Repeat 2-3 times, for a total of 3-4 sets, resting a minute or two between sets

That circuit can be done in less than 15 minutes. It was a start to consistent exercise and I slowly worked up to sets of 30 squats and 20 divebomber pushups. I started seeing results and I wasn’t killing myself to do it. The main reason why exercise programs fail is people expect too much, too soon, try to do too much too quickly and either get too sore or too frustrated, or both. Start slowly and let your body adjust to the new workload.

 That was definitely a beginner’s circuit. It can be taken a bit further.

                20 bodyweight squats

               20 pushups

               30 second plank

               10 jumps

               10 incline pushups

Repeat the circuit, resting as necessary, as many times as you can in 20 minutes. It’s great if you’re traveling and don’t have access to any equipment, or if you just don’t have much time to get to the gym.

One of the main concepts of this blog is to help busy people get the most out of their workout time. A workout like this will use a lot of your large muscle groups with each movement, better known as multi-joint exercises. This means that you can stimulate a lot of your muscle fibers in a short amount of time. An advantage of these types of exercises is that the movements are more applicable in real life as compared to the isolation exercises that most people do in a gym. Oh yeah, they are also more effective at increasing muscle size and strength. Ladies, don’t worry about getting too bulky. With your genetic makeup, most of you will really have to work at getting bulky. Adding a bit of musculature has another nice benefit. It increases your metabolism, so you burn more calories even when not exercising. Check this link from ask Men, multi joint exercises and see what you think.

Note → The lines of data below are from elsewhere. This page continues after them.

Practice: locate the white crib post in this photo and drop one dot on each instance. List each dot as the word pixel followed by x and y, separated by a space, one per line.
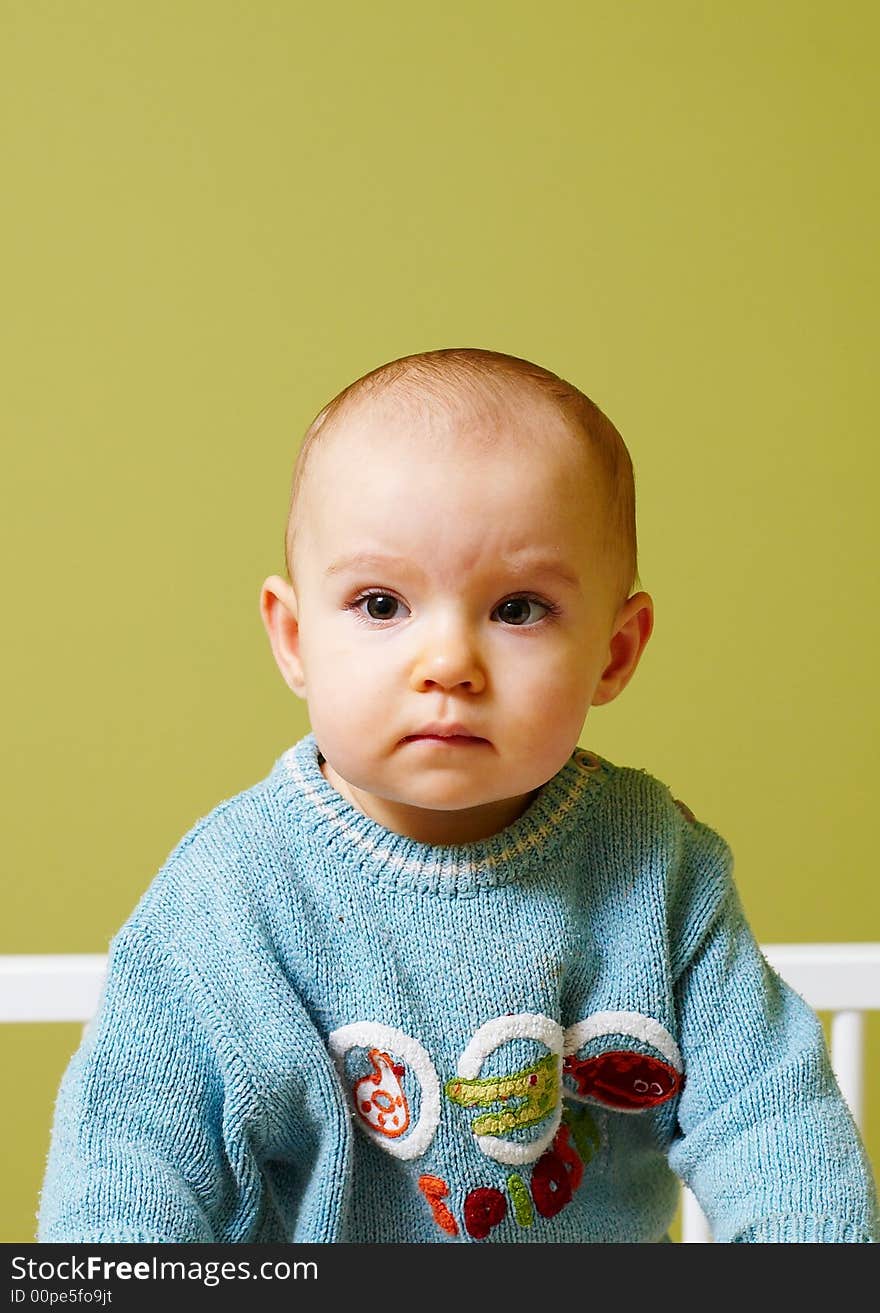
pixel 695 1228
pixel 847 1048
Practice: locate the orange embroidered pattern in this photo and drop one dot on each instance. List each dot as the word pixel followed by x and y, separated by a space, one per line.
pixel 435 1191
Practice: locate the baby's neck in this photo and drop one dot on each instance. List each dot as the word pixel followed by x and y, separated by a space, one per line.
pixel 432 826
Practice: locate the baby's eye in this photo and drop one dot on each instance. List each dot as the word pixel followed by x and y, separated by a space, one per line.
pixel 515 611
pixel 380 605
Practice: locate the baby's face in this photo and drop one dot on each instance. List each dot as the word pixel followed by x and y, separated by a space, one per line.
pixel 440 582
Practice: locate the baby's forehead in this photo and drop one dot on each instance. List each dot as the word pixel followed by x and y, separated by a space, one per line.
pixel 455 426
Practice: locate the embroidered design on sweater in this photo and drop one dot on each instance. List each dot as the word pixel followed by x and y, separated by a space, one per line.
pixel 411 1058
pixel 536 1086
pixel 619 1078
pixel 378 1097
pixel 510 1104
pixel 435 1190
pixel 623 1079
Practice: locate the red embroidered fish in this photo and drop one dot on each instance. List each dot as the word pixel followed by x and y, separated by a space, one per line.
pixel 624 1081
pixel 378 1097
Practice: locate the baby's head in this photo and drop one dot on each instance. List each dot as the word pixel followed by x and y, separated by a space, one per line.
pixel 461 549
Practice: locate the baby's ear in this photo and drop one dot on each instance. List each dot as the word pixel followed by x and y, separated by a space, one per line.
pixel 633 626
pixel 279 611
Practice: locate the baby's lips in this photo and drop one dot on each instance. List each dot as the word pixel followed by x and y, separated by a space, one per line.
pixel 624 1079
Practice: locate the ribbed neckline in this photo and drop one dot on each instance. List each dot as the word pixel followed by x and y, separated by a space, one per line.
pixel 452 869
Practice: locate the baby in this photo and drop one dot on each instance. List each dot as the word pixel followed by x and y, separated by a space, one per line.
pixel 443 974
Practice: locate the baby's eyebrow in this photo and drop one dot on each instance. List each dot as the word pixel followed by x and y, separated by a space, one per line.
pixel 527 563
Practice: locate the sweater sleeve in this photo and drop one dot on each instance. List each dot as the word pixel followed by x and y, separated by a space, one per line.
pixel 142 1146
pixel 765 1139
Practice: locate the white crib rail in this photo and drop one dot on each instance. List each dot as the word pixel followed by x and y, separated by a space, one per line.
pixel 838 978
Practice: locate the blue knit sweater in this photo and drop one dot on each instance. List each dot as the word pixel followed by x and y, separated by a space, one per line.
pixel 317 1030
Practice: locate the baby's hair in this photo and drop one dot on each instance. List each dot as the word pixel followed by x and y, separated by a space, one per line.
pixel 470 374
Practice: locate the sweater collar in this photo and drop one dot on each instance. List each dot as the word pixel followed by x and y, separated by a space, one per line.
pixel 344 833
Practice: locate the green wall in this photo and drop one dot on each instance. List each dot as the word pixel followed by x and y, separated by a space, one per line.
pixel 217 214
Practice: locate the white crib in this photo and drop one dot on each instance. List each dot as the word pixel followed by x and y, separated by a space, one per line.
pixel 838 978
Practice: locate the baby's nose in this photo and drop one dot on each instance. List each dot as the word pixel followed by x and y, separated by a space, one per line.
pixel 449 659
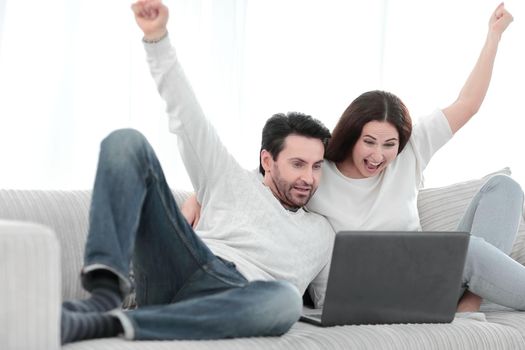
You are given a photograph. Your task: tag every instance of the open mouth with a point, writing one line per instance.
(303, 190)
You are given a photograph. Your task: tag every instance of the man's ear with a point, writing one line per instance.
(266, 160)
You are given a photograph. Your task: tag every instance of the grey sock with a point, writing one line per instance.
(77, 326)
(101, 300)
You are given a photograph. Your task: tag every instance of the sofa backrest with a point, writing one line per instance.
(66, 212)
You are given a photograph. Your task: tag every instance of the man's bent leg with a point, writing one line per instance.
(260, 308)
(493, 216)
(133, 210)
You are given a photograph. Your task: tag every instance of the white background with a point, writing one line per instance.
(72, 71)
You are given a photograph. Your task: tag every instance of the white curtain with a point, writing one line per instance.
(72, 71)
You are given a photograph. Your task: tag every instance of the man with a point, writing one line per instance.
(256, 250)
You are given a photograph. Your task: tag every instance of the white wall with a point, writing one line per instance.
(70, 72)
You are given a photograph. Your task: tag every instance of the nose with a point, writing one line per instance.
(308, 176)
(377, 154)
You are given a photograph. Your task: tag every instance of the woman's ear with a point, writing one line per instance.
(266, 160)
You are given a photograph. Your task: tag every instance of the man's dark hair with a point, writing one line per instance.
(374, 105)
(281, 125)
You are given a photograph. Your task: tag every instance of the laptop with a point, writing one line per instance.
(393, 277)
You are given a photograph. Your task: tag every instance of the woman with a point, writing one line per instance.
(375, 168)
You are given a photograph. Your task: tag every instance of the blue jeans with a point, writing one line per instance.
(493, 218)
(183, 290)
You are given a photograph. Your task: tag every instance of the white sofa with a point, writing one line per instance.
(42, 235)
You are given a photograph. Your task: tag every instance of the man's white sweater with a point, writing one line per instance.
(241, 220)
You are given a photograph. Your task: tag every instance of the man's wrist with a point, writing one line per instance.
(152, 39)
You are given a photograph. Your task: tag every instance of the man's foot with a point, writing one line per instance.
(77, 326)
(105, 293)
(101, 300)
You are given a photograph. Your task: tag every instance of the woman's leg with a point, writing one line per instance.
(493, 218)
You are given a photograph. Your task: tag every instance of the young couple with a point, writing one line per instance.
(256, 249)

Back to time, we only have so much of it each day. Think you don’t have the time to go workout, even at home? I would suggest this – Yes, 30-45 minutes of exercise each day is great and necessary. If you don’t have 30  or 40 minutes and can break it up into two 15-20 minute sessions you’ll make some headway, especially if you’re just starting out. Plus, its way better than not working out at all and you can do it like this. Do a circuit like what is outlined above for 10, 12, 15 minutes first thing in the morning, if that’s all the time you have. If you can find another 10 or 15 minutes at the end of the day, then BAM, you’ve got 20 or 30 minutes of exercise time. Plus, if you know you’re only going for 10 or 15 minutes, then you can up the intensity on each session which will take us to another post on High Intensity Intervals and Kettlebells at another time. In short, high intensity training can take your workouts to a different level and mixed into a normal routine can spice it up and keep your workouts fresh.

If you’re reading this, I hope you’ll give the ideas a try and see how it works for you. As always, I appreciate any comments and thoughts you have.